Keep the love alive by putting time into your relationship
Sarah Olsen, Contributing Writer
February 17, 2013
Filed under Wright Life
Spending time with a special one this Valentine’s Day may sound sweet and romantic but remember that relationships take a lot of work, time and devotion. No matter what stage you are in, staff psychologist Dr. Jessica Moss offers advice and counsel to anyone in or seeking a relationship.
“There’s no single definition for a healthy relationship. What’s ‘too clingy’ for one person is perfect for another,” Moss said. “I think it’s up to each person to define ‘healthy’ for him or herself. In order to do so, I suggest that people consider their own values, beliefs, preferences and needs. Once one is aware of how they define health in a relationship and understand their own feelings, they can make better informed decisions about whether or not to continue in the relationship and communicate with a partner about things they would like to be different.”
There are common practices that every couple should do. Couples should have clear communication, make time and sacrifices for each other and respect each other and their boundaries.
“I think that any relationship, including friendships and romantic relationships, can benefit from clear communication,” Moss said. “Relationships often go better when each person communicates clearly about what he or she wants and needs instead of expecting that the other person will be able to understand without being told.”
Moss suggested that couples benefit from scheduling time to devote to their relationship and focus on the positive aspects of the relationship even if things are not going well.
“A good point to remember is that relationships require time and energy – they will not maintain themselves,” Moss said.
The point of a relationship is to learn about one’s self and what one wants in a future spouse. Relationships should not be about the physical but rather a close friendship between one another.

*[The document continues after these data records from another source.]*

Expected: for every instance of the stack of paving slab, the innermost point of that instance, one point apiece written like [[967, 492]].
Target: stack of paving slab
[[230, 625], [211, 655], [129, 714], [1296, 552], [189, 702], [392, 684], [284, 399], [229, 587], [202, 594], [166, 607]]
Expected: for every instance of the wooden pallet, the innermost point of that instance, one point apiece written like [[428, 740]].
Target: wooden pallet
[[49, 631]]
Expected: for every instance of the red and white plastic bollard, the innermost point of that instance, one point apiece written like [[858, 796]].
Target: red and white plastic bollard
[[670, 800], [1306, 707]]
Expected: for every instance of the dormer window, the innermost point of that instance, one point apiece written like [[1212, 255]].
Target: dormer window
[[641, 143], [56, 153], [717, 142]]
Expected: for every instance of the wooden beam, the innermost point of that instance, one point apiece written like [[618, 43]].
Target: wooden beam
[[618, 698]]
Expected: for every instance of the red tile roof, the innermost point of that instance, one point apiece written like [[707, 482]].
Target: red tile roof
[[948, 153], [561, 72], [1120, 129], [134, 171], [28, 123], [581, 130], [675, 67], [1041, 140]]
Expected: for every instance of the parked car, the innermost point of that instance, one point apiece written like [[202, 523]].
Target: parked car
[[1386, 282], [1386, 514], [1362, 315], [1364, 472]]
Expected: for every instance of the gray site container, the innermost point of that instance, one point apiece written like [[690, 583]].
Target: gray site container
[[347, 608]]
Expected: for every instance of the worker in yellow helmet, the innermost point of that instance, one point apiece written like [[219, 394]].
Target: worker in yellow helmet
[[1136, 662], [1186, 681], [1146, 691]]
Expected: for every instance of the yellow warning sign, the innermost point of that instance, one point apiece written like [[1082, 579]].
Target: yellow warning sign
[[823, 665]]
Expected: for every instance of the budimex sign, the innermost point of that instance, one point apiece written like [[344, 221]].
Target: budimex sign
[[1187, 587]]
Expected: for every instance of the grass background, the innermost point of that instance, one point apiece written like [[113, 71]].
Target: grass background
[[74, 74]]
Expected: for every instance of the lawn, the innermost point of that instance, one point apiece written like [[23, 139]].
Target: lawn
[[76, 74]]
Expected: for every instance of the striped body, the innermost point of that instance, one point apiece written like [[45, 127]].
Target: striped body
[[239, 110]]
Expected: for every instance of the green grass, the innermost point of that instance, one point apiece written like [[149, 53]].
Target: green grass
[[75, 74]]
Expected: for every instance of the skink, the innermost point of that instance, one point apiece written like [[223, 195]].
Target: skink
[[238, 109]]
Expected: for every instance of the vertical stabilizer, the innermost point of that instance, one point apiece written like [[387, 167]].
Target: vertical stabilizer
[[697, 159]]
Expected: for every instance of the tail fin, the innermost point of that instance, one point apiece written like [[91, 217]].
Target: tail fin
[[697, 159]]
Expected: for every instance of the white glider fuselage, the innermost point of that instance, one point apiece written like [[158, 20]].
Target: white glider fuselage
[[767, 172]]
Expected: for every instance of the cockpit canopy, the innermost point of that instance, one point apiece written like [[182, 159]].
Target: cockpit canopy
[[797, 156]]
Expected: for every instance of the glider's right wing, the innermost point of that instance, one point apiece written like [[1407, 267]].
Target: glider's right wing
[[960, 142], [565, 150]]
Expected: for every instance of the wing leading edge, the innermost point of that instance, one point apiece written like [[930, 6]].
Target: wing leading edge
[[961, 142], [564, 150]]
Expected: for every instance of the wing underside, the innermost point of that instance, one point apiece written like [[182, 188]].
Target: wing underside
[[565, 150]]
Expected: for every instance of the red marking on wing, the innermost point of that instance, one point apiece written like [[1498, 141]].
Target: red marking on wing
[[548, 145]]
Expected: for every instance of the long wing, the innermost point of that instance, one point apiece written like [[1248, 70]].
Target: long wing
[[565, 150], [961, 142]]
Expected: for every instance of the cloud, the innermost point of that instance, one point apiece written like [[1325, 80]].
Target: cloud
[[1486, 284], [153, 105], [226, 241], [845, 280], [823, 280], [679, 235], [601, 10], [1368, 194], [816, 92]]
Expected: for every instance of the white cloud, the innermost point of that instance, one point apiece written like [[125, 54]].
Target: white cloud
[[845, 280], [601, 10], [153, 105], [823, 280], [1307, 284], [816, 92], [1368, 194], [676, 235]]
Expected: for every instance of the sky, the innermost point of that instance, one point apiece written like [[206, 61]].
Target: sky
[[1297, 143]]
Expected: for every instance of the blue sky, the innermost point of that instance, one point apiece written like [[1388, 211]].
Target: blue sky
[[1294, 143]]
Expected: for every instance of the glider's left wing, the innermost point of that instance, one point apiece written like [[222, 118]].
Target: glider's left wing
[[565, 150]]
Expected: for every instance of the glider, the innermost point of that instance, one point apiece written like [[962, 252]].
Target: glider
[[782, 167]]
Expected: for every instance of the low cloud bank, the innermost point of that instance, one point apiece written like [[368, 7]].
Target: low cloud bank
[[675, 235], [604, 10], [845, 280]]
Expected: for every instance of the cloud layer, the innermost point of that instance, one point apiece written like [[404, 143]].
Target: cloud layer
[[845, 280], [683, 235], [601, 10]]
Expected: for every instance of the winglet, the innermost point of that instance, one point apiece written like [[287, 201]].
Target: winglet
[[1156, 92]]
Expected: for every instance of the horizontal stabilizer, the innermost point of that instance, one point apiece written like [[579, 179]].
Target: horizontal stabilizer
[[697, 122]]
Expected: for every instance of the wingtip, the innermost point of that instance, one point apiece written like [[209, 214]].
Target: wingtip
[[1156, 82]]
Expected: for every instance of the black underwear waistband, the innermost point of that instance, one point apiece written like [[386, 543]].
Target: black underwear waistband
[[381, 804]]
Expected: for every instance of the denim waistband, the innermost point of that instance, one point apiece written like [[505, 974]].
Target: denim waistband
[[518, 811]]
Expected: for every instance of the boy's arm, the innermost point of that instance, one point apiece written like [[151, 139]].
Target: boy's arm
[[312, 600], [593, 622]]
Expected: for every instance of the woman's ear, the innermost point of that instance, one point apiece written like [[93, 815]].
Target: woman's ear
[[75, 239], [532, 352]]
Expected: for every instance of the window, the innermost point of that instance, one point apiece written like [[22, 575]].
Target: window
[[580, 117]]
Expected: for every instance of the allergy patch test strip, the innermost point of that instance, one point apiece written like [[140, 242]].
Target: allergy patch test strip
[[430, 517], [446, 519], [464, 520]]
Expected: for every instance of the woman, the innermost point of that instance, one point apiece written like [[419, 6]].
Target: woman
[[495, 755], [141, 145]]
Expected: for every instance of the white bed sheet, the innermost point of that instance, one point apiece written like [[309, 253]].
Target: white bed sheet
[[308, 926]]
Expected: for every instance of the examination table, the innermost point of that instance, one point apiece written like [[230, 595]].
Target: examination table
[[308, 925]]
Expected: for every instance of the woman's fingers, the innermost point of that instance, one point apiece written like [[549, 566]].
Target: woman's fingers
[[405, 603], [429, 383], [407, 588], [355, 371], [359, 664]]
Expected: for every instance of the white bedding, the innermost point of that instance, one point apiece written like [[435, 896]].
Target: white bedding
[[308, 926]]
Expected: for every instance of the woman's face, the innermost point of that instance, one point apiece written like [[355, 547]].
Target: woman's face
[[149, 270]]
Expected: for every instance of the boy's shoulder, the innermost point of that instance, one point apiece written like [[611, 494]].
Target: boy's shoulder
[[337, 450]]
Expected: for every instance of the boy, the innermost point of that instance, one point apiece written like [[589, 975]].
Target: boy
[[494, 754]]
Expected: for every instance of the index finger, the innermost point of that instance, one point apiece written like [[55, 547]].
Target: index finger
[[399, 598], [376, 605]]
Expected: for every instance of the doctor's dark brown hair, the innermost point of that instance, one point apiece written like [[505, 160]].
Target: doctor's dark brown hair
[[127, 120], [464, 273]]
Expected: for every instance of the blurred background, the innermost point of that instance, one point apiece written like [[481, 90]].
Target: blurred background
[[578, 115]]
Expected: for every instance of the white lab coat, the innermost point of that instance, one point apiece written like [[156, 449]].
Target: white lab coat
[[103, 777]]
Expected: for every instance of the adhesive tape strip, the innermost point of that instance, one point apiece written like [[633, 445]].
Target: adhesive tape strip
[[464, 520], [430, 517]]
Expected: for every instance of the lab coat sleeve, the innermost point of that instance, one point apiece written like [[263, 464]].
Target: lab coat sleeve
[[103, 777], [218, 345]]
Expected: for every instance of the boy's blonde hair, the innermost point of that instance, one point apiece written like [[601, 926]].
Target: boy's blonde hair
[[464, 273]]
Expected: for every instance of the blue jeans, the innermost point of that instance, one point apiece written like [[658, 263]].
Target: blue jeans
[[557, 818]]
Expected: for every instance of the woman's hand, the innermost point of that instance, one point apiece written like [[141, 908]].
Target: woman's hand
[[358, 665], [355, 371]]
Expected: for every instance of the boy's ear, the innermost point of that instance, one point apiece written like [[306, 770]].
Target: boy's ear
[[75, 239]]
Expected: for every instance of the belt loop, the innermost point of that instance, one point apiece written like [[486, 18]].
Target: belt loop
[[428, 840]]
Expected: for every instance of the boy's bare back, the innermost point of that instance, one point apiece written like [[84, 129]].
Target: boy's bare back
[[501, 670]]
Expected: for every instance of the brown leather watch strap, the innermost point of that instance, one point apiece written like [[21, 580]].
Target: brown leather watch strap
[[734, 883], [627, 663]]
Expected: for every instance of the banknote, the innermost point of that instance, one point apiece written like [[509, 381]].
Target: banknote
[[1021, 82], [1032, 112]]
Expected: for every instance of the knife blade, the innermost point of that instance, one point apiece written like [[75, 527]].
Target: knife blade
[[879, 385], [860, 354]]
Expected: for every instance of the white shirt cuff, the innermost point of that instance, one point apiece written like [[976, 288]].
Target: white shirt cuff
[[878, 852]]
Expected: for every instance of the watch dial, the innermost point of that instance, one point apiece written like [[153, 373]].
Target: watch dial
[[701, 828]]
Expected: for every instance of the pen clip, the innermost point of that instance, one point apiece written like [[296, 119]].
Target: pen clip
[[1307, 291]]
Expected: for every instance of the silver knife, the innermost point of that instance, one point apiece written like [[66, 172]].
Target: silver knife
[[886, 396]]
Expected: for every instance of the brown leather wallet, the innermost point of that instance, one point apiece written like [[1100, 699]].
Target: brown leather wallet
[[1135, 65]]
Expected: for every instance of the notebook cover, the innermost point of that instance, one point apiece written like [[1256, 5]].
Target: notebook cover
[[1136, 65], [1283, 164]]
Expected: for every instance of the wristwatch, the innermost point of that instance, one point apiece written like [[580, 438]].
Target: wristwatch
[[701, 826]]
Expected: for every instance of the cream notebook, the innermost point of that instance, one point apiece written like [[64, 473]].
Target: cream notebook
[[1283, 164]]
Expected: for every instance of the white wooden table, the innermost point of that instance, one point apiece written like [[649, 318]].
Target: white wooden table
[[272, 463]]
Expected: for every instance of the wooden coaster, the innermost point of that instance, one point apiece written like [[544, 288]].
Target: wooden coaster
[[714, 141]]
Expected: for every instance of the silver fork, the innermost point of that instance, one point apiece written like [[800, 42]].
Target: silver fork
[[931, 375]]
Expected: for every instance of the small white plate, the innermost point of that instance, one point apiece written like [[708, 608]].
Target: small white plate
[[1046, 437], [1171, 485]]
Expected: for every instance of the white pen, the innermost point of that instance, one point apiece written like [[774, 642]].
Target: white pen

If a relationship is struggling or one person is in need of support, encourage the other person and ask how one could be of support.
“Guessing is often not productive,” Moss said.
If in need of more support or counsel, seek the Counseling and Wellness Service for individual, group or couples therapy located in the Student Union 053. If there is any type of abuse in the relationship, Wright State offers assistance at The Women’s Center and the Artemis Center located in the Dayton area.